Before discussing the attribution, an effort should be made to define the chronological frame within which the Washington panel was painted. This can best be done by examining what is no doubt its most peculiar feature, the throne on which the Virgin is seated. Elaborate in construction, it is undoubtedly built of marble. This was a novel feature in late thirteenth-century Tuscan paintings. Marble thrones, hitherto used in Roman painting, appear for the first time in Siena in the great rose window designed by Duccio di Buoninsegna (Sienese, c. 1250/1255 - 1318/1319) for the cathedral (c. 1287–1288) and in the frescoes of the upper church of San Francesco in Assisi painted by Giotto (Florentine, c. 1265 - 1337) and his companions in the years around 1290. The massive thrones that appear in various paintings of the period were then developed further: they became more elaborate, more lavish in ornament, more richly articulated, and also more rational and optically convincing. During the first decade of the fourteenth century, painted thrones assume ever more pronounced Gothic features. In this development, the Maestà painted by Duccio for Siena Cathedral (c. 1308–1311) may be considered a sure point of chronological reference. Though the marble throne on which that Madonna sits still lacks gothicizing features, its elaborate intarsia paneling, moldings, and foliated friezes suggest that it should date to a phase subsequent to that of the Washington painting.

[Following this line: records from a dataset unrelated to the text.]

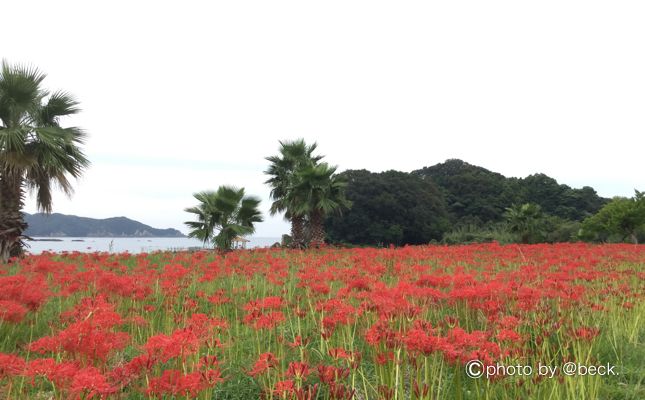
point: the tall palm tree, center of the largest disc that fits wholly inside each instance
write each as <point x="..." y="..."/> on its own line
<point x="294" y="155"/>
<point x="320" y="192"/>
<point x="228" y="211"/>
<point x="36" y="152"/>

None of the panels with which the Gallery painting has been compared is securely datable, but the list of the analogies so far pointed out can be extended with the addition of one or two other works that can be dated approximately and usefully compared with the Washington Madonna. Historical considerations suggest, for example, that the fresco in the chapel of Saint Nicholas adjacent to the Collegiata at Casole d’Elsa, attributed by recent studies either to a so-called Casole Master (also known as Master of the Albertini) or to the Master of Città di Castello, postdates 1296 and probably predates 1312. In that work [fig. 1] [fig. 1] Sienese, Maestà, c. 1300, fresco, Chapel of Saint Nicholas, Collegiata, Casole d'Elsa, Mary’s throne may be considered a further variant of the massive marble structures derived from Duccio’s rose window in Siena Cathedral; despite its heavy structure, its richly articulated forms, illuminated by a light flowing into the painting from the left, and its backrest surmounted by a kind of gabled baldachin reveal that this is a work executed probably not later than the years around 1300 and hence close to the other version of the Madonna and Child now in the National Gallery in London, usually given to the same artist. To better define the chronology of the Washington panel it will be useful also to take into consideration some Sienese frescoes of the school of Duccio that can be dated c. 1305. The thrones that appear in these frescoes, though still classicizing in style, are more rational in design, more elaborate in structure, than that of the painting being discussed here.